Baltimore math teacher Jay Gillen offers a revolutionary alternative to the punitive nature of public education
Don’t be put off by the awkward title. In “Educating for Insurgency,” Jay Gillen writes about a subject that nobody in the education debate wants to face: that the chief result of most schools in poor neighborhoods is to prepare students to accept a lifetime of subordination, unemployment and poor-paying jobs, not to put poor kids on equal footing with their better-off peers. Luckily, he proposes an alternative.
The education reform movement has tried to blame the difference in educational outcomes between schools full of children in poverty and those from more prosperous backgrounds on everything but poverty and racism. It finds fault in teachers, in parents and in insufficient focus on core curriculums. It proposes to apply “science,” as measured by test scores and behavioral modification, to fine-tune discipline and curriculum. It’s as if, Gillen observes, children are automatons who will absorb learning if only the right inputs are applied.
Gillen cuts through this fog, combining realism — schools as we have organized them simply don’t function for children in poverty — with an incisive radical purpose — to motivate children in poverty to learn, schools will have to teach them to change the society that oppresses them. Most children and youth will not see a reason to learn, or to focus on learning, until the institutional purposes of schools are in line with their own, autonomous purposes as human beings.
Gillen is not just a dreamer or an academic with his head in the clouds — he’s a teacher in Baltimore Public Schools, deeply involved with a project that he believes exemplifies a way to get young people to learn. But he’s not a history or a social studies teacher. He teaches math.
That’s right, math.
The Baltimore Algebra Project is a nonprofit run by high school students and recent high school graduates, using grant money to hire students and former students as math tutors. By all accounts, it’s been a success in spreading math literacy, as well as giving young people jobs in a city where the youth unemployment rate is high. The project’s website boasts that it has paid out more than $2 million in wages to youth in the 15 years of its existence.
But, as Gillen puts it, getting funding to teach math is just a way to create a “crawl space” — a concept he takes from the Project’s founder, civil rights veteran Bob Moses — that gives students a place where they can try out new roles and ways of being. It provides students ways of organizing themselves and becoming accountable to themselves and others; of practicing democracy and learning how to demand from the school district and from the society at large the things they need.
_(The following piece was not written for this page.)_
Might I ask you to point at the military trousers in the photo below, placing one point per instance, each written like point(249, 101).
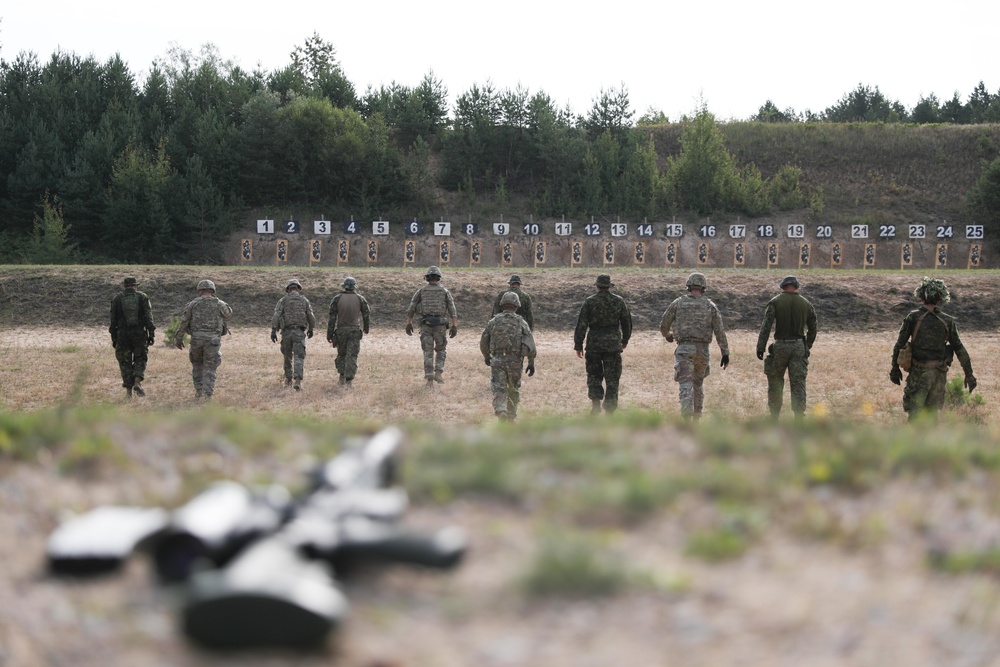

Gillen talks about what’s pushed to the side in current debates about school reform. As an example, he examines the irony of teaching that Brown v. Board of Education made segregation in public schools illegal in schools that are overwhelmingly populated with children of color: “at best, the lesson … must be understood by the students as revealing deep duplicity in the curriculum and in the country’s unifying myth … At worst, the lesson is nonsense.” Gillen points out that the curriculum in such schools is the least of what’s taught — what’s really taught is obedience to authority and self-blame for failure.
Gillen points out that the repressive atmosphere in most schools is based in the belief, shared by teachers and students alike, that teenagers would “run wild” if they weren’t strictly controlled. As an alternative, he compares the classroom to a dramatic ritual in which the conflicts generated by the “embarrassments of caste” — of racial and class hierarchy — can, instead of interrupting learning, be integrated into the learning process.
“There are many ways to treat an outburst as an opportunity … rather than as a crime,” Gillen writes. If what takes place in a classroom is a form of theater, it’s easier to see alternatives to the “no-tolerance” policies that end up suspending or expelling students: “The nature of the ritual is such that … cussing, or any other action initiated by a student short of violence, can be incorporated into the dialogue by an adjustment of terms and suppleness of the actors’ responses.” This is heady stuff, but Gillen provides a couple of examples of how that might play out in his “idealized” Algebra Project classroom.
Half philosophy and politics, half anecdote and dramatization, “Educating for Insurgency” doesn’t offer a quick fix or a cookbook approach to teaching in poor schools. Being a teacher using Gillen’s approach would require a willingness to make mistakes and enough space to figure out what it means to treat youth in schools as collaborators in their education. But at least it provides a place to start.